= Solution stack =

Set of software subsystems or components needed to create a complete platform

In computing, a solution stack, also called software stack, technology stack or simply tech stack, is a set of software subsystems or components needed to create a complete platform such that no additional software is needed to support applications. Applications are said to “run on” or “run on top of” the resulting platform.

For example, to develop a web application, the architect defines the stack as the target operating system, web server, database, and programming language. Another version of a software stack is operating system, middleware, database, and applications. Regularly, the components of a software stack are developed by different developers independently of one another.

Some components/subsystems of an overall system are chosen together often enough that the particular set is referred to by a name representing the whole, rather than by naming the parts. Typically, the name is an acronym representing the individual components.

The term “solution stack” has, historically, occasionally included hardware components as part of a final product, mixing both the hardware and software in layers of support.

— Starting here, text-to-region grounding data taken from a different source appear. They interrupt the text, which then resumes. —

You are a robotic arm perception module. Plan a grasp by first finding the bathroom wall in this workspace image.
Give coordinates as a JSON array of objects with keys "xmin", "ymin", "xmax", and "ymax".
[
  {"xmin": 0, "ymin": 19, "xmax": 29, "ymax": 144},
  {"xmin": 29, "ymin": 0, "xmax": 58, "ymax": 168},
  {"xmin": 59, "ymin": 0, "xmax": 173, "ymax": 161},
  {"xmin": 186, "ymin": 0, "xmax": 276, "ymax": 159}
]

== Full-stack developer ==
A full-stack developer is expected to be able to work in all the layers of the application (front-end and back-end). In the past, several developers commonly specialized doing individual application layers, that over time merged into a full-stack developer who works both the front and back end development of a website, web application or desktop application. They use APIs, typically REST or GraphQL, to connect the front to the back. With this ability, they can lead platform builds across the full solution stack, involving databases, user-facing websites, and working with clients during the planning phase of projects.

== JavaScript stacks ==
A JavaScript stack is a collection of technologies that use JavaScript as a primary programming language across the entire software development process, typically combining front-end and back-end tools to build full-scale web applications. With the rise of Node.js, JavaScript can now be executed server-side, allowing developers to use a single language for both client and server development. This unification simplifies the development workflow, improves code reuse, and enhances productivity by enabling consistent logic and tooling across the application. JavaScript stacks are often favored for their speed, scalability, and access to a vast ecosystem of libraries and frameworks available through platforms like npm. The increasing popularity of these stacks reflects a broader shift toward full-stack JavaScript development in modern web engineering.

=== OS-level stacks ===
- MLVN
 MongoDB (database)
 Linux (operating system)
 Varnish (software) (frontend cache)
 Node.js (JavaScript runtime)
- WISAV/WIPAV
 Windows Server (operating system)
 Internet Information Services (web server)
 Microsoft SQL Server/PostgreSQL (database)
 ASP.NET (backend web framework)
 Vue.js (frontend web framework)

=== OS-agnostic web stacks ===
- GRANDstack
 GraphQL (data query and manipulation language)
 React (web application presentation)
 Apollo (Data Graph Platform)
 Neo4j (database management systems)

- JAMstack
 JavaScript (programming language)
 APIs (Application programming interfaces)
 Markup (content)

- MEAN
 MongoDB (database)
 Express.js (application controller layer)
 AngularJS/Angular (web application presentation)
 Node.js (JavaScript runtime)

- MERN
 MongoDB (database)
 Express.js (application controller layer)
 React.js (web application presentation)
 Node.js (JavaScript runtime)

- MEVN
 MongoDB (database)
 Express.js (application controller layer)
 Vue.js (web application presentation)
 Node.js (JavaScript runtime)

- PERN
 PostgreSQL (database)
 Express.js (application controller layer)
 React (JavaScript library) (web application presentation)
 Node.js (JavaScript runtime)

- T-REx
 TerminusDB (scalable graph database)
 React (JavaScript web framework)
 Express.js (framework for Node.js)

== Specific framework stacks ==
=== Java-Spring stack ===
The Java-Spring stack is a robust and enterprise-grade technology stack built around the Java programming language and the Spring ecosystem. At its core is the Spring Framework, which provides a comprehensive programming and configuration model for modern Java applications. This stack often includes Spring Boot, a project that simplifies Spring application setup with convention-over-configuration, embedded servers, and production-ready defaults. Additional components such as Spring MVC, Spring Data, and Spring Security are commonly used for building web applications, accessing databases, and implementing authentication and authorization. The Java-Spring stack is frequently paired with relational databases like MySQL or PostgreSQL and typically deployed using servlet containers like Apache Tomcat or platforms such as Spring Cloud for microservices architecture. Known for its scalability, modularity, and long-term stability, the Java-Spring stack is widely adopted in enterprise environments, particularly in finance, telecommunications, and large-scale SaaS platforms.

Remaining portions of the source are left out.